Stefania Giannini e Andrea Romano (ANDREAS SOLARO/AFP/Getty Images)
Stefania Giannini e Andrea Romano (ANDREAS SOLARO/AFP/Getty Images)

Dopo la debacle elettorale di Scelta Europea, la lista a sostegno dell’Alde composta da Scelta Civica, Fare e Centro Democratico, che alle ultime europee ha raccolto appena lo 0,7%, il segretario del partito fondato da Mario Monti poco più di un anno, Stefania Giannini, che ricopre all’interno del governo Renzi anche il ruolo di ministro dell’Istruzione, ha lasciato l’incarico, dando le dimissioni, considerate irrevocabili.

Con lei lascia anche il capogruppo alla Camera, Andrea Romano, che su Facebook scrive: “Da parlamentare ritengo che il compito principale dei deputati eletti nelle liste di Scelta Civica sia quello di favorire (e non certo di ostacolare) la piena e rapida realizzazione delle riforme che il Governo presieduto da Matteo Renzi sta sviluppando. Riforme necessarie all’Italia, prima ancora che a questo o a quel partito politico”.

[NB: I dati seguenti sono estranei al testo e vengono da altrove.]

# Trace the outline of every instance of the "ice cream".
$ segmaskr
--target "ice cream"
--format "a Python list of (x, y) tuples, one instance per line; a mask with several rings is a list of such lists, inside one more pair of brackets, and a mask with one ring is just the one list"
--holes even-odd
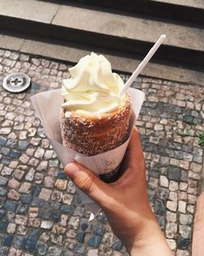
[(124, 86), (102, 55), (91, 52), (69, 70), (62, 84), (60, 110), (63, 145), (87, 155), (122, 144), (129, 125), (131, 98), (118, 97)]

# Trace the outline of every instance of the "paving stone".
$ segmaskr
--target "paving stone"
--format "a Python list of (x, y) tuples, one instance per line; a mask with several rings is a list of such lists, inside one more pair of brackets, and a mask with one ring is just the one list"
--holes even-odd
[[(0, 178), (1, 180), (1, 178)], [(8, 186), (13, 189), (17, 190), (20, 187), (20, 183), (16, 180), (15, 178), (12, 178), (11, 180), (9, 180)]]
[(180, 225), (180, 233), (183, 238), (190, 239), (192, 236), (192, 229), (188, 226)]
[(178, 211), (180, 213), (186, 213), (186, 202), (183, 200), (179, 200)]
[(11, 200), (7, 200), (4, 204), (4, 209), (7, 211), (11, 212), (16, 212), (16, 207), (17, 207), (18, 202), (11, 201)]
[(20, 170), (20, 169), (16, 169), (14, 171), (14, 177), (16, 177), (18, 180), (21, 180), (22, 177), (24, 177), (24, 171)]
[(180, 222), (182, 225), (189, 225), (193, 223), (193, 216), (191, 214), (180, 214)]
[(47, 245), (44, 242), (38, 241), (37, 244), (37, 249), (39, 255), (45, 255), (47, 249)]
[(15, 223), (18, 225), (26, 225), (28, 222), (28, 218), (23, 215), (16, 215)]
[(82, 217), (84, 215), (85, 209), (82, 207), (78, 206), (73, 213), (74, 216)]
[(6, 185), (8, 182), (8, 178), (0, 176), (0, 186)]
[(91, 249), (88, 250), (88, 253), (87, 253), (87, 256), (98, 256), (99, 255), (99, 250), (98, 249)]
[(16, 228), (16, 224), (15, 223), (8, 223), (7, 226), (7, 232), (8, 233), (14, 233)]
[(177, 210), (177, 202), (176, 201), (167, 201), (166, 208), (172, 212), (176, 212)]
[(20, 193), (18, 193), (16, 191), (11, 189), (7, 193), (7, 198), (15, 200), (19, 200), (20, 199)]
[(166, 176), (163, 176), (163, 175), (160, 176), (160, 185), (162, 186), (168, 187), (169, 181)]
[(60, 256), (61, 254), (61, 249), (55, 246), (51, 246), (47, 253), (47, 256)]
[(0, 136), (0, 145), (1, 146), (5, 146), (7, 141), (7, 137)]
[(79, 243), (83, 243), (86, 233), (85, 232), (78, 232), (77, 235), (77, 240)]
[(16, 249), (24, 249), (24, 237), (23, 236), (16, 235), (13, 238), (12, 245)]
[(7, 254), (8, 248), (7, 247), (2, 247), (0, 248), (0, 256), (5, 256)]
[(13, 235), (9, 234), (4, 238), (4, 246), (10, 247), (11, 245)]
[(154, 202), (154, 213), (156, 214), (164, 214), (166, 213), (166, 207), (164, 205), (164, 203), (161, 200), (157, 200)]
[(29, 182), (24, 182), (22, 183), (22, 185), (20, 186), (19, 191), (20, 193), (24, 193), (24, 194), (29, 194), (30, 192), (32, 187), (32, 184)]
[(32, 229), (29, 231), (29, 236), (24, 239), (24, 249), (31, 253), (33, 252), (36, 249), (39, 231), (37, 229)]
[(0, 231), (1, 231), (1, 232), (7, 231), (7, 226), (8, 226), (7, 222), (4, 222), (0, 221)]
[(0, 186), (0, 196), (5, 195), (7, 193), (7, 191)]
[(49, 199), (51, 198), (51, 192), (52, 191), (51, 190), (48, 190), (47, 188), (42, 188), (40, 192), (39, 197), (42, 199), (43, 200), (48, 201)]
[(55, 178), (51, 176), (45, 177), (44, 179), (44, 185), (47, 187), (53, 187), (53, 185), (55, 183)]
[(34, 178), (34, 174), (35, 174), (35, 169), (33, 168), (31, 168), (29, 173), (25, 176), (25, 180), (29, 182), (33, 182)]
[(71, 217), (69, 222), (69, 227), (73, 229), (78, 229), (79, 225), (79, 218), (78, 217)]
[(180, 180), (180, 170), (177, 167), (171, 167), (169, 169), (169, 178), (179, 182)]
[(122, 246), (123, 246), (123, 245), (122, 244), (121, 241), (117, 241), (116, 243), (114, 243), (112, 247), (113, 249), (115, 249), (117, 251), (120, 251), (122, 249)]
[(4, 166), (1, 173), (2, 176), (5, 176), (5, 175), (7, 176), (7, 175), (11, 175), (12, 172), (13, 172), (12, 168)]
[(171, 222), (166, 224), (166, 236), (167, 238), (175, 238), (177, 233), (177, 224)]
[(100, 240), (101, 237), (100, 236), (93, 236), (88, 240), (87, 244), (91, 247), (98, 248)]
[(165, 187), (158, 187), (157, 195), (161, 200), (166, 200), (169, 196), (169, 190)]

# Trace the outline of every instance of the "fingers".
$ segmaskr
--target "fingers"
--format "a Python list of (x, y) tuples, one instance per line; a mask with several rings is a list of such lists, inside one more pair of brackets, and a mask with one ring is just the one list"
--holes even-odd
[(131, 159), (144, 157), (141, 141), (139, 132), (135, 127), (133, 128), (129, 145), (127, 146), (127, 153)]
[(65, 174), (69, 176), (77, 186), (91, 197), (101, 207), (109, 202), (111, 191), (109, 186), (103, 182), (92, 172), (77, 163), (68, 164)]

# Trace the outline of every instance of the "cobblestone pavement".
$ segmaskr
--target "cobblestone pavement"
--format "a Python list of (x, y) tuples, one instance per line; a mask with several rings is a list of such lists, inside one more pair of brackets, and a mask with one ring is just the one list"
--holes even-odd
[[(24, 93), (0, 91), (0, 255), (127, 255), (103, 213), (91, 222), (31, 107), (30, 96), (56, 88), (69, 65), (0, 51), (0, 74), (22, 71)], [(127, 76), (122, 76), (124, 79)], [(146, 94), (137, 126), (147, 162), (148, 192), (171, 248), (191, 254), (203, 148), (203, 88), (142, 78)]]

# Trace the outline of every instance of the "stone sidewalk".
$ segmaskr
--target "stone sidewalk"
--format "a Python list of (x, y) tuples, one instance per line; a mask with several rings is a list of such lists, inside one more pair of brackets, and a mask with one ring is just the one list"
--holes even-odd
[[(69, 66), (0, 50), (1, 78), (20, 71), (33, 81), (24, 93), (0, 88), (1, 256), (128, 255), (103, 213), (88, 222), (31, 106), (32, 95), (60, 87)], [(137, 126), (151, 205), (175, 254), (189, 256), (203, 160), (203, 87), (150, 78), (133, 86), (146, 94)]]

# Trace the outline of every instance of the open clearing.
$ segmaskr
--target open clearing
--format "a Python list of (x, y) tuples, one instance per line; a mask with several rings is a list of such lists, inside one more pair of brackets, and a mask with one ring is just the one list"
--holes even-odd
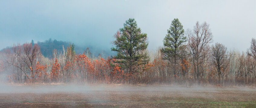
[(256, 90), (167, 86), (0, 85), (0, 107), (256, 107)]

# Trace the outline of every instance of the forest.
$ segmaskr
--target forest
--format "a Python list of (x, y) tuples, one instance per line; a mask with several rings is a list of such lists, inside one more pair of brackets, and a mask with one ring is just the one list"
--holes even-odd
[(73, 44), (52, 44), (54, 48), (44, 51), (42, 42), (15, 44), (1, 52), (0, 80), (22, 84), (255, 87), (255, 38), (248, 42), (251, 46), (246, 52), (229, 51), (222, 44), (213, 43), (209, 24), (197, 22), (192, 27), (185, 30), (174, 19), (164, 45), (149, 50), (147, 34), (129, 19), (113, 36), (109, 36), (115, 38), (111, 50), (116, 55), (108, 57), (92, 56), (89, 49), (77, 53)]

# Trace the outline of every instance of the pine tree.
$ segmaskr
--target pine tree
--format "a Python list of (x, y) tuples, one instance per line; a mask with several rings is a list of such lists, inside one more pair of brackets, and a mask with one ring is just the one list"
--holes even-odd
[(115, 62), (130, 74), (137, 72), (138, 67), (146, 63), (149, 59), (145, 52), (148, 44), (147, 34), (141, 33), (134, 19), (129, 19), (114, 35), (116, 40), (112, 44), (112, 51), (117, 52), (113, 57)]
[(162, 51), (164, 53), (164, 58), (168, 60), (173, 66), (173, 75), (176, 75), (176, 66), (180, 55), (180, 45), (186, 41), (184, 36), (183, 26), (177, 18), (172, 21), (167, 34), (164, 39), (164, 47)]

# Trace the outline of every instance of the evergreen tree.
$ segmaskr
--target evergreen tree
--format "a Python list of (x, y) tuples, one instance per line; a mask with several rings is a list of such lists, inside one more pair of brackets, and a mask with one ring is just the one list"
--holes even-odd
[(164, 47), (162, 51), (164, 54), (164, 58), (168, 60), (173, 64), (173, 75), (176, 75), (176, 66), (180, 55), (180, 45), (186, 41), (186, 37), (184, 36), (183, 26), (177, 18), (172, 21), (167, 32), (164, 39)]
[(137, 71), (139, 66), (145, 64), (149, 60), (145, 52), (148, 45), (147, 34), (141, 33), (134, 19), (126, 21), (124, 28), (120, 31), (114, 36), (116, 40), (112, 44), (115, 47), (111, 48), (111, 50), (117, 52), (114, 57), (117, 59), (116, 62), (133, 74)]

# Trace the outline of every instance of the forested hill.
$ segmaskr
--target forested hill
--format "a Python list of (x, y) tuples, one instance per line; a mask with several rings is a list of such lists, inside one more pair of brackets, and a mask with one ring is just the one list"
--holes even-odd
[[(37, 41), (37, 43), (40, 47), (42, 55), (50, 58), (51, 58), (53, 56), (52, 52), (54, 49), (56, 49), (58, 51), (62, 51), (63, 50), (63, 45), (64, 45), (64, 48), (66, 49), (70, 44), (73, 44), (72, 42), (57, 40), (51, 38), (43, 42)], [(96, 56), (98, 56), (99, 54), (102, 55), (102, 53), (105, 57), (114, 54), (114, 52), (111, 51), (110, 48), (109, 49), (103, 49), (92, 45), (81, 46), (76, 45), (76, 43), (74, 44), (75, 44), (75, 51), (76, 53), (82, 53), (87, 52), (87, 50), (89, 49), (91, 55)], [(8, 47), (5, 49), (11, 48), (11, 47)], [(4, 49), (2, 50), (1, 51), (3, 51)]]

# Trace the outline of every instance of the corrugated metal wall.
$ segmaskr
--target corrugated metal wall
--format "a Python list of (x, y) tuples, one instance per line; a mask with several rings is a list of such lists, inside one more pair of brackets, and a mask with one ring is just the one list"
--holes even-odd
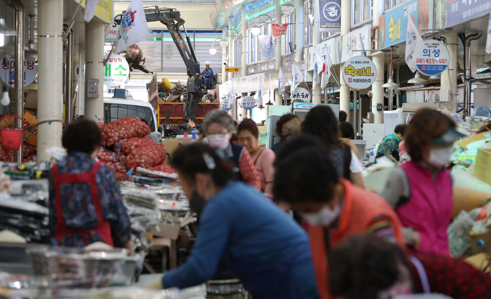
[[(181, 32), (184, 37), (184, 32)], [(219, 41), (215, 43), (217, 54), (210, 54), (209, 49), (216, 38), (222, 38), (222, 31), (189, 31), (188, 34), (193, 44), (196, 58), (202, 68), (210, 60), (215, 73), (222, 72), (222, 47)], [(146, 60), (145, 67), (154, 72), (186, 73), (186, 65), (172, 38), (167, 30), (150, 30), (150, 40), (141, 41), (138, 46), (143, 51)]]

“Sostenere con coraggio e competenza le riforme del governo Renzi è il modo migliore per tener fede ai valori che hanno ispirato la creazione di Scelta Civica ed è quanto proverò a fare nel mio lavoro di parlamentare”, ha aggiunto Romano, ringraziando poi “i colleghi per la fiducia che mi hanno accordato al momento dell’elezione, nel dicembre scorso, e per la collaborazione prestata in questi mesi”.

Con una nota ufficiale, intanto, Scelta Civica ha fatto sapere di aver conferito “all’on. Renato Balduzzi, vicepresidente vicario del partito, l’incarico di presentare entro il 18 giugno, sentiti i parlamentari e le rappresentanze territoriali, una o più proposte finalizzate all’organizzazione di un’Assemblea che avrà il compito di verificare come dovrà continuare il progetto politico di Scelta Civica”. L’ex ministro, dopo le dimissioni della Giannini, è anche reggente del partito.

Diverse le ipotesi che, sin dal giorno dopo le elezioni, stanno accompagnando il futuro di Scelta Civica: appare molto improbabile che si vada verso un patto federativo con le altre liste del cartello elettorale a sostegno dell’Alde; molto evidente è invece il “rischio” di una diaspora, con alcuni parlamentari pronti ad entrare nel Nuovo Centrodestra e altrettanti decisi a indossare la casacca del Pd; non è infine escluso l’interesse verso il progetto di un nuovo centrodestra lanciato in queste settimane dall’ex ministro Corrado Passera.